70% of Singapore's 300,000-strong Hakka community are descended from emigrants from Dabu County, including the great-grandfather of Singapore's founding father and first Prime Minister Lee Kuan Yew.

==Ethno-linguistic make-up==

Dabu is noted for its large Hakka population.

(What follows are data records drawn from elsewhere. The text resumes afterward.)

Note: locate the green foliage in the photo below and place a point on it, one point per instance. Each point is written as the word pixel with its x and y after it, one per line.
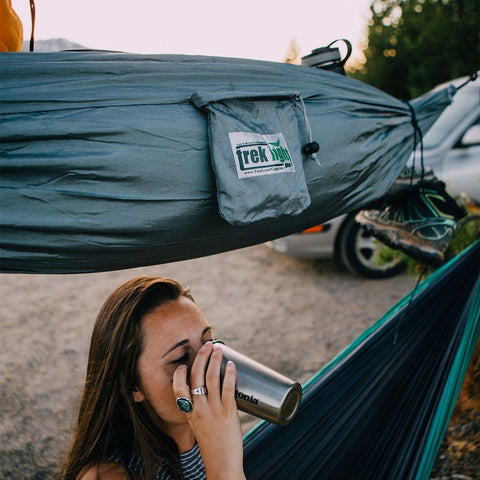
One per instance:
pixel 414 45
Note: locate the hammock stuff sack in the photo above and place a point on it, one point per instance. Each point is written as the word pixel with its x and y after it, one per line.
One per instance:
pixel 379 410
pixel 106 157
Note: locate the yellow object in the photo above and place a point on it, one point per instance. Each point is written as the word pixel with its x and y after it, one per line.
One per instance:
pixel 11 28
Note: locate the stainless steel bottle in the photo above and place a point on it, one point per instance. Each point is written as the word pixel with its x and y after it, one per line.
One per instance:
pixel 261 391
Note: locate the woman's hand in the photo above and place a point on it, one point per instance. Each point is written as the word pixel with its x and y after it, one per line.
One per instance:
pixel 214 419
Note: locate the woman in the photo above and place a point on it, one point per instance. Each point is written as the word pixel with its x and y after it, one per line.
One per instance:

==Administrative divisions ==
Dabu County has jurisdiction over the following towns:

- Huliao (湖寮镇)
- Gaopi (高陂镇)
- Chayang (茶阳镇)
- Dama (大麻镇)
- Sanhe (三河镇)
- Yinjiang (银江镇)
- Guangde (光德镇)
- Taoyuan (桃源镇)
- Fenglang (枫朗镇)
- Dadong (大东镇)
- Xihe (西河镇)
- Qingxi (青溪镇)
- Zhourui (洲瑞镇)
- Baihou (百侯镇)

The administrative center of the county was originally in the ancient town of Chayang before moving to Huliao.

==Climate==

Climate data for Dabu, elevation 237 m (778 ft), (1991–2020 normals, extremes 1967–present)
| Month | Jan | Feb | Mar | Apr | May | Jun | Jul | Aug | Sep | Oct | Nov | Dec | Year |
| Record high °C (°F) | 28.9 (84.0) | 31.4 (88.5) | 32.8 (91.0) | 35.9 (96.6) | 36.8 (98.2) | 37.7 (99.9) | 39.8 (103.6) | 38.6 (101.5) | 37.0 (98.6) | 38.0 (100.4) | 34.4 (93.9) | 30.7 (87.3) | 39.8 (103.6) |
| Mean daily maximum °C (°F) | 19.3 (66.7) | 20.7 (69.3) | 23.2 (73.8) | 27.1 (80.8) | 30.3 (86.5) | 32.4 (90.3) | 34.3 (93.7) | 33.9 (93.0) | 32.5 (90.5) | 29.5 (85.1) | 25.7 (78.3) | 20.9 (69.6) | 27.5 (81.5) |
| Daily mean °C (°F) | 12.6 (54.7) | 14.6 (58.3) | 17.5 (63.5) | 21.5 (70.7) | 24.8 (76.6) | 27.0 (80.6) | 28.2 (82.8) | 27.8 (82.0) | 26.4 (79.5) | 22.9 (73.2) | 18.6 (65.5) | 13.9 (57.0) | 21.3 (70.4) |
| Mean daily minimum °C (°F) | 8.6 (47.5) | 10.7 (51.3) | 13.8 (56.8) | 17.7 (63.9) | 21.1 (70.0) | 23.6 (74.5) | 24.3 (75.7) | 24.3 (75.7) | 22.7 (72.9) | 18.7 (65.7) | 14.4 (57.9) | 9.7 (49.5) | 17.5 (63.5) |
| Record low °C (°F) | −4.2 (24.4) | −0.8 (30.6) | −0.6 (30.9) | 7.6 (45.7) | 13.4 (56.1) | 15.9 (60.6) | 20.2 (68.4) | 21.1 (70.0) | 14.6 (58.3) | 6.9 (44.4) | 0.8 (33.4) | −4.0 (24.8) | −4.2 (24.4) |
| Average precipitation mm (inches) | 51.2 (2.02) | 75.1 (2.96) | 125.3 (4.93) | 167.5 (6.59) | 201.8 (7.94) | 242.9 (9.56) | 171.2 (6.74) | 219.6 (8.65) | 126.9 (5.00) | 34.5 (1.36) | 37.9 (1.49) | 43.1 (1.70) | 1,497 (58.94) |
| Average precipitation days (≥ 0.1 mm) | 7.6 | 10.4 | 14.4 | 14.8 | 16.8 | 19.3 | 14.7 | 17.9 | 11.9 | 5.5 | 5.5 | 6.5 | 145.3 |
| Average snowy days | 0 | 0 | 0 | 0 | 0 | 0 | 0 | 0 | 0 | 0 | 0 | 0.1 | 0.1 |
| Average relative humidity (%) | 78 | 79 | 80 | 81 | 81 | 83 | 80 | 82 | 81 | 78 | 78 | 78 | 80 |
| Mean monthly sunshine hours | 123.0 | 98.8 | 94.4 | 106.4 | 126.6 | 140.9 | 206.2 | 182.5 | 177.3 | 180.8 | 156.1 | 141.6 | 1,734.6 |
| Percentage possible sunshine | 37 | 31 | 25 | 28 | 31 | 35 | 50 | 46 | 48 | 51 | 48 | 43 | 39 |
Source: China Meteorological Administrationall-time record low

==Attractions==
- Zhonghandi, Ancestral Residence of Lee Kuan Yew, the first Prime Minister of Singapore, serving from 1959 to 1990.